Zerubbabel, no ritual, declara com força:

“A Verdade é a força, sabedoria, poder e majestade de todas as eras. Bendito seja o Deus da Verdade!”


A Tradição Maçônica e a fidelidade à Verdade

A fidelidade de Zerubbabel à Verdade não é apenas filosófica, mas também iniciática. Ao recusar-se a quebrar seus juramentos maçônicos diante do rei, ele mostra que ser "bom e verdadeiro" — a primeira lição ensinada na Maçonaria — não é apenas uma formalidade, mas um compromisso sagrado com os princípios da Ordem.

Zerubbabel explica a Dario:

“Meus compromissos são sagrados e invioláveis.”

Ao fazer isso, ele une a virtude individual à lealdade a algo maior: a própria essência da Maçonaria como caminho de iluminação e de construção do caráter.
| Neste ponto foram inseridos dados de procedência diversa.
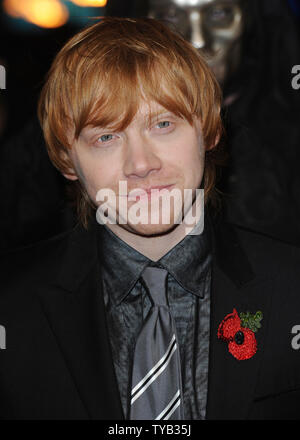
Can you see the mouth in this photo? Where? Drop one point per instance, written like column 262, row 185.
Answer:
column 147, row 193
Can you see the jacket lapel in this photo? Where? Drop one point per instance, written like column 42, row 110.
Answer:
column 74, row 307
column 232, row 382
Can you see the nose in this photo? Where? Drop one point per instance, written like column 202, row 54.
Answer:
column 140, row 159
column 197, row 38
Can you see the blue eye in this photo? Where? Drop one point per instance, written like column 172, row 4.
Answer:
column 164, row 124
column 105, row 137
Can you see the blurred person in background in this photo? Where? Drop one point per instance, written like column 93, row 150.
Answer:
column 252, row 46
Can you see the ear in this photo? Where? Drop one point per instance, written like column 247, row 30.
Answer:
column 70, row 175
column 214, row 144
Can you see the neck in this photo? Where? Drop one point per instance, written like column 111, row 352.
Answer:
column 156, row 247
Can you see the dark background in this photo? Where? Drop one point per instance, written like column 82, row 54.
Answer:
column 261, row 183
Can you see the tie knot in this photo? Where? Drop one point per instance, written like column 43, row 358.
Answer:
column 155, row 280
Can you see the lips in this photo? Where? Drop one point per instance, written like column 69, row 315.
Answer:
column 139, row 193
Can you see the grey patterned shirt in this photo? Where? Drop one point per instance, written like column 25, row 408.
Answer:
column 127, row 304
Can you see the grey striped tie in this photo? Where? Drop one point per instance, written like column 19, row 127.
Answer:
column 156, row 378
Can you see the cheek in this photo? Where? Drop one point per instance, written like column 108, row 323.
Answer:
column 98, row 175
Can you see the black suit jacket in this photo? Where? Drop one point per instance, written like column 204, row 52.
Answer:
column 58, row 364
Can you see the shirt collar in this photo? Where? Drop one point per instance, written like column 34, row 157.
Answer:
column 122, row 265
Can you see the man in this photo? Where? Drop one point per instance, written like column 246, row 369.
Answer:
column 138, row 318
column 213, row 26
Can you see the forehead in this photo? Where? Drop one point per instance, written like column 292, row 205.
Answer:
column 190, row 3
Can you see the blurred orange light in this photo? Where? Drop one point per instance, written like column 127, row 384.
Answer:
column 94, row 3
column 43, row 13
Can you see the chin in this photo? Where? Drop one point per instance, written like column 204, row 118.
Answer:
column 150, row 230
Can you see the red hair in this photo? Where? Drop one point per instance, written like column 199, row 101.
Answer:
column 100, row 75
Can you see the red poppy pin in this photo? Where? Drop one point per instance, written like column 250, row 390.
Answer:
column 239, row 333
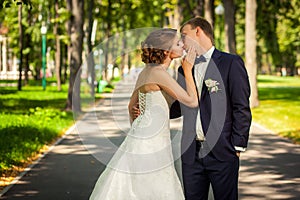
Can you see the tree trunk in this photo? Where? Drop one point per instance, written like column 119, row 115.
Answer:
column 58, row 49
column 250, row 46
column 20, row 46
column 209, row 11
column 76, row 29
column 90, row 61
column 28, row 45
column 230, row 43
column 199, row 9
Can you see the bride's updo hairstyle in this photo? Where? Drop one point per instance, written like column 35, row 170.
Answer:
column 155, row 44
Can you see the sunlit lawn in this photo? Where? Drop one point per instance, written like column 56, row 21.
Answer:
column 279, row 108
column 31, row 119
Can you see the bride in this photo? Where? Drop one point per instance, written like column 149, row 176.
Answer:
column 143, row 166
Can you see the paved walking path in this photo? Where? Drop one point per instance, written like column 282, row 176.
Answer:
column 269, row 168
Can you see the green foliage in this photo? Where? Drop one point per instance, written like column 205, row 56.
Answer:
column 29, row 119
column 24, row 135
column 279, row 108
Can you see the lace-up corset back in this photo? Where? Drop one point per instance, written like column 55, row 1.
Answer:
column 154, row 113
column 142, row 102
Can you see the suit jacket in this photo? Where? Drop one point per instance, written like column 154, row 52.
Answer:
column 225, row 114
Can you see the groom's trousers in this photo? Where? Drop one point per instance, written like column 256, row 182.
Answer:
column 222, row 175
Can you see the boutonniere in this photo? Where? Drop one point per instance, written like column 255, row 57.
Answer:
column 212, row 85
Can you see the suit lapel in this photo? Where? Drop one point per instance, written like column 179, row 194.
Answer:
column 215, row 60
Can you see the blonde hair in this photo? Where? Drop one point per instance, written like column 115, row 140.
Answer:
column 156, row 43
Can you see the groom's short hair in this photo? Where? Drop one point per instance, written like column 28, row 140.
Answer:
column 203, row 24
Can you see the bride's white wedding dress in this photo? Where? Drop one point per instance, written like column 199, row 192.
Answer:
column 143, row 166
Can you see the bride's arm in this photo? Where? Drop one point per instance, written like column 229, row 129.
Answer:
column 170, row 86
column 132, row 103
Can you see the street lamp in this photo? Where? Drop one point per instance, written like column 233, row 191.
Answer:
column 219, row 10
column 44, row 32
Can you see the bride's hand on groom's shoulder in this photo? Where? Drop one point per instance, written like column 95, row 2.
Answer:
column 188, row 61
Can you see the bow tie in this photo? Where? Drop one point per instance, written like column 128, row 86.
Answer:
column 200, row 59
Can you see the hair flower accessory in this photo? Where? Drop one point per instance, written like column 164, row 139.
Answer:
column 212, row 85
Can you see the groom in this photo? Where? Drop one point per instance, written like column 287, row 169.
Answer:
column 215, row 133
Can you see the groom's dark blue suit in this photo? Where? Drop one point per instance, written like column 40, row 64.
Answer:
column 226, row 119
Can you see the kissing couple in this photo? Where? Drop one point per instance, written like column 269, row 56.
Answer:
column 211, row 93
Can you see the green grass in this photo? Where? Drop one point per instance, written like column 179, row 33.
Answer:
column 33, row 118
column 279, row 108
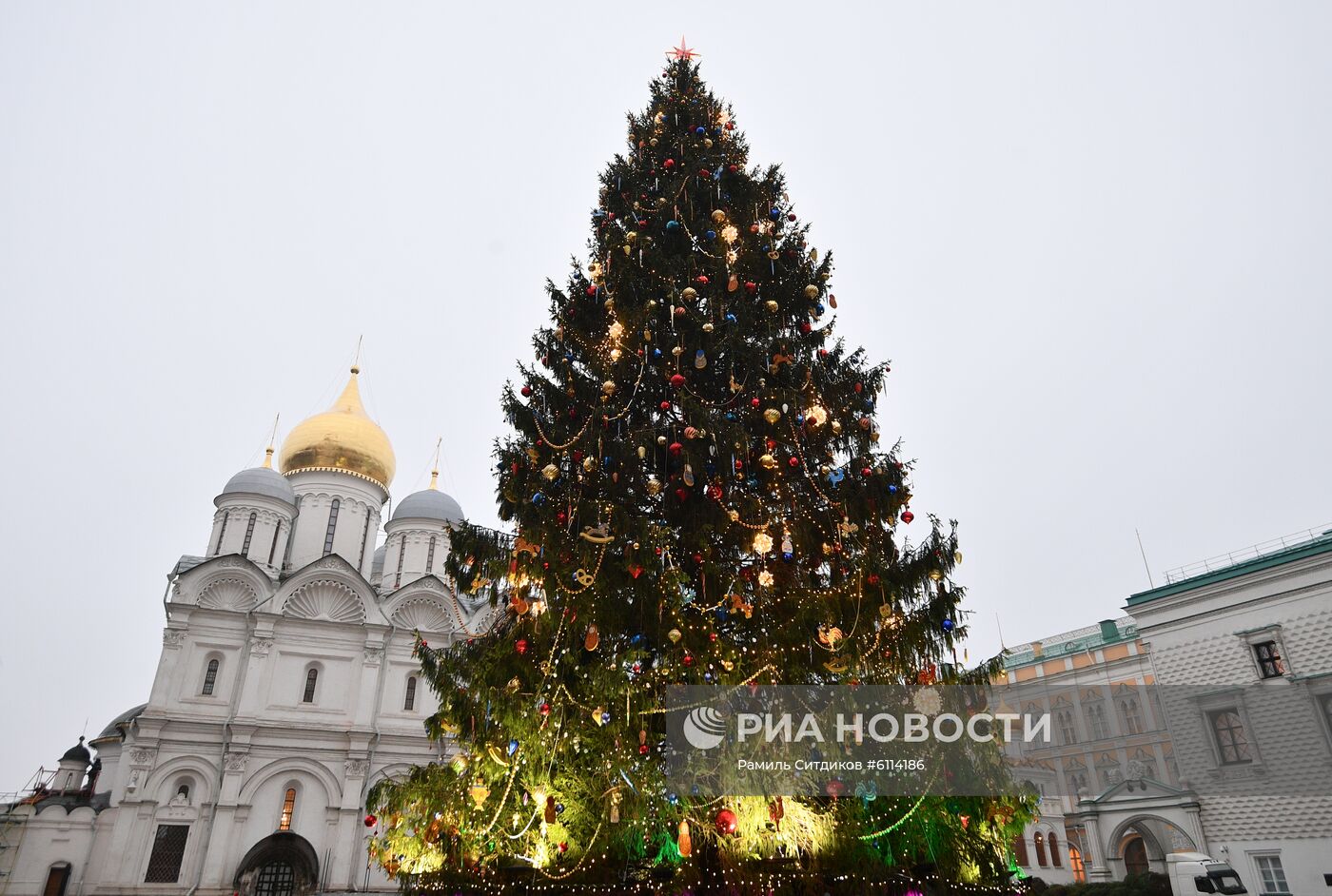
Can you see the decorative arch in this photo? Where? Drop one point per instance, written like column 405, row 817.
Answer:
column 286, row 767
column 228, row 594
column 325, row 600
column 270, row 855
column 329, row 590
column 163, row 779
column 421, row 613
column 1151, row 828
column 225, row 580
A Verdade, portanto, é tanto a meta quanto o caminho — é o que transforma o homem comum em um verdadeiro Iniciado.


 A Verdade como Luz e Caminho

A Imemorial Discussão, celebrada na Ordem da Cruz Vermelha, não é uma simples alegoria dramática. É uma poderosa meditação simbólica sobre a supremacia da Verdade como princípio cósmico, moral e iniciático.

Diante do vinho que ilude, do rei que governa e das mulheres que inspiram, Zerubbabel ensina que a Verdade é a única que permanece. E essa Verdade — que se assemelha a Deus, que fundamenta a justiça, que brilha como luz — é o guia maior do maçom.

Como nos ensina a própria Ordem da Cruz Vermelha, honrar a Verdade é ser digno do título de "Cavaleiro", e mais ainda: é caminhar com nobreza rumo à Luz.


"A Verdade, assim como Deus, é eterna, imutável e resplandece em sua própria luz. Aquele que vive pela Verdade já trilha o caminho da Sabedoria."